The brainchild of Massachusetts Institute of Technology (MIT) researchers, the M-Block prototypes, use a unique internal flywheel for locomotion instead of the usual wheels and legs.
Modular robot used internal flywheel (pulled out here) to give it the ability to move without legs or wheels.
(Source: MIT, M. Scott Brauer)
Created by MIT research scientist John Romanishin, with the director of MIT’s Computer Science and Artificial Intelligence Laboratory (CSAIL) professor Daniela Rus, and post-doctoral researcher Kyle Gilpin, the cube-shaped robots have no external moving parts, and yet can propel themselves forward, roll over the ground, climb over and around each other, leap into the air, jump atop each other, form stacks, suspend upside down from metallic surfaces, and snap together into any configuration.
The key to their locomotion capabilities is an internal flywheel that rotates at up to 20,000 revolutions per minute (RPM). By braking the flywheel under program control, its angular momentum can impart the desired locomotion. And by carefully aligning permanent magnets embedded into their edges and faces, M-Blocks can snap together to form arbitrary shapes.
The M-Robot development team at MIT, Kyle Gilpin (left), Daniela Rus, and John Romanishin (right).
(Source: MIT, M. Scott Brauer)
To allow M-Blocks to snap together arbitrarily, they use cylindrical magnets mounted on rollers along their edges, so that any M-Block edge can be mated to any other M-Block edge, since their magnets rotate so that opposite poles — north and south — align to hold them firm. The edges are also beveled so that the magnets do not touch unless one is flipping atop the other, at which point the edges touch at the axis of rotation, providing a stronger attraction during the flipping operation, thus anchoring the edge as one rotates atop the other.
Next researchers want to build armies of M-Blocks which can self assemble into useful reconfigurable shapes, such as scaffolding. Also by adding special purpose M-Blocks, holding internal cameras, lights, battery packs and other devices, swarms could self-assembly into complete functioning electronic subsystems.

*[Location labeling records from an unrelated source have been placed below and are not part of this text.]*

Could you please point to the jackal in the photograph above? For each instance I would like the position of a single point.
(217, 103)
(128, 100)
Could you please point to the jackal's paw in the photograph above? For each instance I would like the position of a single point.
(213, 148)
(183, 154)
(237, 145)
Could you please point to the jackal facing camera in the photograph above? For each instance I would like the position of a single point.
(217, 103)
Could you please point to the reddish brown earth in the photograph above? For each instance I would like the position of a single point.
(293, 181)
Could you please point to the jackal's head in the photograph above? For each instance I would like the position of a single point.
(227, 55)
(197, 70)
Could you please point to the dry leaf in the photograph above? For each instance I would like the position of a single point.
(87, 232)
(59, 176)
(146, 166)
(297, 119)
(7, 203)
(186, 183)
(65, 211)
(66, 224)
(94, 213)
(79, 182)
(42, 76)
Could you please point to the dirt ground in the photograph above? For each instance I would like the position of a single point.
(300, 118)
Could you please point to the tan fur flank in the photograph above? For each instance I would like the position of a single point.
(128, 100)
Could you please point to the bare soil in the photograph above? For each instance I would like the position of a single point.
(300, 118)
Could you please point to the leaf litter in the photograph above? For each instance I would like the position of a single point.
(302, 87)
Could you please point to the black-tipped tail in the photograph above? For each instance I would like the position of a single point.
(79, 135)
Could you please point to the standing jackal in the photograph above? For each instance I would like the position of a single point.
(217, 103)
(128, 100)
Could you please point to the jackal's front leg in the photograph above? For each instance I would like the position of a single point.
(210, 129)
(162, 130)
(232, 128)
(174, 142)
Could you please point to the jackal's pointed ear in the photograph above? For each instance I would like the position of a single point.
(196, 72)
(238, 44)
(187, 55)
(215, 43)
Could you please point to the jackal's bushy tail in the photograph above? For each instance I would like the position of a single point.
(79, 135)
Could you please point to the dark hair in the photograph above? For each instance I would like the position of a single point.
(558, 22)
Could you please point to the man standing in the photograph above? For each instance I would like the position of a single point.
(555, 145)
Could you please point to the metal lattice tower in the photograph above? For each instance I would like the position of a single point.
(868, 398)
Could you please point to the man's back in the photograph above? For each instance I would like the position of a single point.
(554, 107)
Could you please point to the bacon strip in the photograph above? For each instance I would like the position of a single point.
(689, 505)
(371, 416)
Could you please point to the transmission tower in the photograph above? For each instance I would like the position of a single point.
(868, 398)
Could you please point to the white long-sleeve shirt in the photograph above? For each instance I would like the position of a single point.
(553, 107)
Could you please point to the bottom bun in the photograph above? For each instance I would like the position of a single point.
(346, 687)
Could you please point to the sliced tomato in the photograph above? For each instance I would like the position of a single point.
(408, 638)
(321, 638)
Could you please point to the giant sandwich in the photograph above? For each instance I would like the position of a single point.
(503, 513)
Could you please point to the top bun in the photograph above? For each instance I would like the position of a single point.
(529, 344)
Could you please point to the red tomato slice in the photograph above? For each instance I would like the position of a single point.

Currently, the researchers are building an army of 100 M-Blocks, each with programmable smarts that allow them to self-assemble into a variety of useful configurations. Since the internal mechanisms of the M-Blocks can be miniaturized further, the ultimate aim is to downsize the M-Blocks to the point that they an self-assemble into smoother arbitrary shapes than the blocky constructions of today.